My Republican friends (don't look so shocked, I have a good number of friends who affiliate with the GOP) have had a tough road in Oregon for years. It's seemed to me that as a group, they've been truly reticent to seriously reflect on why voters in our state tend to deny them statewide office, as well as their inability to gain traction, as a rule, in urban areas.

But now, it seems like at least some of them are getting serious.

James Owens, Huffington Post:

I think it is important to note that I am not a conservative voice for the freedom to marry and other LGBT causes because I think the issues need my help. I am a conservative voice for these issues because this party is in serious trouble. The freedom to marry will pass here in Oregon in 2014 and throughout the nation within the next five to 10 years, and it will pass with a very healthy majority. The GOP leadership will seemingly continue to be our roadblock, the stubborn elephant on the wrong side of a clear civil rights issue. Young conservatives like me will stop pounding on the doors of the RNC saying, "Let us in! We're the future of the party, and we want to help!" No, we will slowly walk away from what was supposed to save us from being the bankrupted generations that we will now become. And why? Because the far-right relics refuse to get out of the way.

Dear GOP leaders, it is time to step aside. You have clearly demonstrated that you will continue to reflect the views of the old and reject the concerns of the young. Unless you read your own memo and start taking notice that things are rapidly changing, and changing for the better, you will kill the only chance that young conservatives have at inheriting a formidable party.

Owens is in a tough spot. I would imagine he's a Republican because he generally believes in the party's stalwart stance on shrinking government, low taxes and perhaps even some other social issues. But it's pretty clear that the drivers in his party aren't ready to have the wheel of power wrestled away, and according to him, any articulated changes by the GOP on this issue are little more than window dressing:

Prior to last month, I believed that the Oregon GOP leadership was standing in the way of positive movement that would align with the RNC's new "Growth and Opportunity Project," because their archaic positions (and language) stymy the party's overall ability to reposition itself. But since the meeting of the RNC in April, I now realize that the so-called autopsy wasn't meant to change policy at all but was an exercise in repackaging an already damaged brand. And if that isn't bad enough, they have their state organizations out there setting unrealistic, and frankly absurd, goals. Chairwoman Gallagher set a goal of 200,000 additional new Republican voter registrations in Oregon over the next two years. Since November 2012 the number of registered Republicans in Oregon has declined by over 5,300 people. People aren't walking away from the party; they are running. The only way to reach the 200,000 growth number is through magic.

I feel for ya, man. That's gotta suck.

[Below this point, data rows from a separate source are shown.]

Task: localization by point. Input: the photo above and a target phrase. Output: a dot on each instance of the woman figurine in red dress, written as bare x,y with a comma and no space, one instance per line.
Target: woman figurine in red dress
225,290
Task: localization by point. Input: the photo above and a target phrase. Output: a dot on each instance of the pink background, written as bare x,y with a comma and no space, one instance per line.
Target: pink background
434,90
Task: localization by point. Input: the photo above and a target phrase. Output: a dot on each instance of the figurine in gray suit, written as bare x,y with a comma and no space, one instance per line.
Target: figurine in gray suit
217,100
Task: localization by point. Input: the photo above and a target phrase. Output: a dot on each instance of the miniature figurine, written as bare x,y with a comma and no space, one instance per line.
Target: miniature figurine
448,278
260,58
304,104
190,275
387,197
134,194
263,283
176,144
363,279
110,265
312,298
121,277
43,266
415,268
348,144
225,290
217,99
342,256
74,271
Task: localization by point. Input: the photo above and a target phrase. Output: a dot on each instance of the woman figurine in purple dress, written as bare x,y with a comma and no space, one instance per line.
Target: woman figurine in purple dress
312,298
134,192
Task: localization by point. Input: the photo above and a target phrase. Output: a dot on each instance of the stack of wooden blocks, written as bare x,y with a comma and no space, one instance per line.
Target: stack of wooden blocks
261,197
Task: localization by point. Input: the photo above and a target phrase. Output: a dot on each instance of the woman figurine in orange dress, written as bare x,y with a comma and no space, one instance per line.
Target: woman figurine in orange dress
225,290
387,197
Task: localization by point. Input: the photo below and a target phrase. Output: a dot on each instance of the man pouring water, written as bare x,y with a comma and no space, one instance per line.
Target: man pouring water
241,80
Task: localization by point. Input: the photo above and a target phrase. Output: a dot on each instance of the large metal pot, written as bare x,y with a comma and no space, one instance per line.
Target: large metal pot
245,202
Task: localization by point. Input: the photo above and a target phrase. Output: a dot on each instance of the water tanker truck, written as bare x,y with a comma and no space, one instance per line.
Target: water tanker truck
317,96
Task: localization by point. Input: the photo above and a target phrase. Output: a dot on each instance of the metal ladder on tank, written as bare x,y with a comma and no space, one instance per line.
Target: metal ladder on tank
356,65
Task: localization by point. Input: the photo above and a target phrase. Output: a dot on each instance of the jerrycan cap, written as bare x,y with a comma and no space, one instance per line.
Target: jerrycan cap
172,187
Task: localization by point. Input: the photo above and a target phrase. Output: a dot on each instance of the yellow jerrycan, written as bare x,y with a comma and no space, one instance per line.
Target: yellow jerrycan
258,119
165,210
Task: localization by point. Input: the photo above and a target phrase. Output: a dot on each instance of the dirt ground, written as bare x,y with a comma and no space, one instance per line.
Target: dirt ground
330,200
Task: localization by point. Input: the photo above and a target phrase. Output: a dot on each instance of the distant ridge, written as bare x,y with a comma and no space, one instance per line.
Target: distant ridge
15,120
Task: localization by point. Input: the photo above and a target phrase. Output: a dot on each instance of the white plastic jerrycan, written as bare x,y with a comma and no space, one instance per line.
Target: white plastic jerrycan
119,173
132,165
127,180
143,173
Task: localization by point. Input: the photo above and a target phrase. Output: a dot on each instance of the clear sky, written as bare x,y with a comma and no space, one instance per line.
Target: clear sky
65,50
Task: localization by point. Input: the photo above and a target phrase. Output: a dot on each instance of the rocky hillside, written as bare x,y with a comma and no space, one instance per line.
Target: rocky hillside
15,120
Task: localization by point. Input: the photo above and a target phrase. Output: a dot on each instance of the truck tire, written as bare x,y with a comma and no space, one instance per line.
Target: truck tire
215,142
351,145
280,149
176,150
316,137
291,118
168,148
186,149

And from out here in the cheap seats it sure looks like change isn't coming soon.

Or at least, it's going to be tough.

Then you've got this guy, jumping down Congressman Greg Walden's throat for sticking his finger in the wind against cutting social security:

This could be viewed as just another example of Representative Walden’s penchant for being a big-spending Republican. (He has a lifetime score of just 62 percent from the anti-spending Club for Growth.) Or perhaps it was just reflexive and mindless partisanship. Anything President Obama proposes, Republicans must oppose (and vice versa, of course).

But in many ways, Walden’s remarks illustrate a problem with the current Republican party as a whole. Too many Republicans don’t really want to cut spending — or, at least, not spending that benefits their own constituencies.

Tanner's not the only one, either. Walden's been pilloried throughout the rightspeakosphere for daring to talk about it. And please, when was the last time Tanner spent any real time in Oregon, if at all? What does he know about our "constituencies" and what we want? Please.

This crew makes it very hard to be the one that steps out of line, and they've got a (literal) choke hold on the Republican Party. Oregon's GOP is no exception.

And back to Owens a moment: he's right. Marriage equality is coming to Oregon. If the elephants choose to road block it, the steamroll may push out what little air is left in them. And that's not a good thing for Oregon. A healthy opposition is important in a free society, even if we don't like it when it's happening.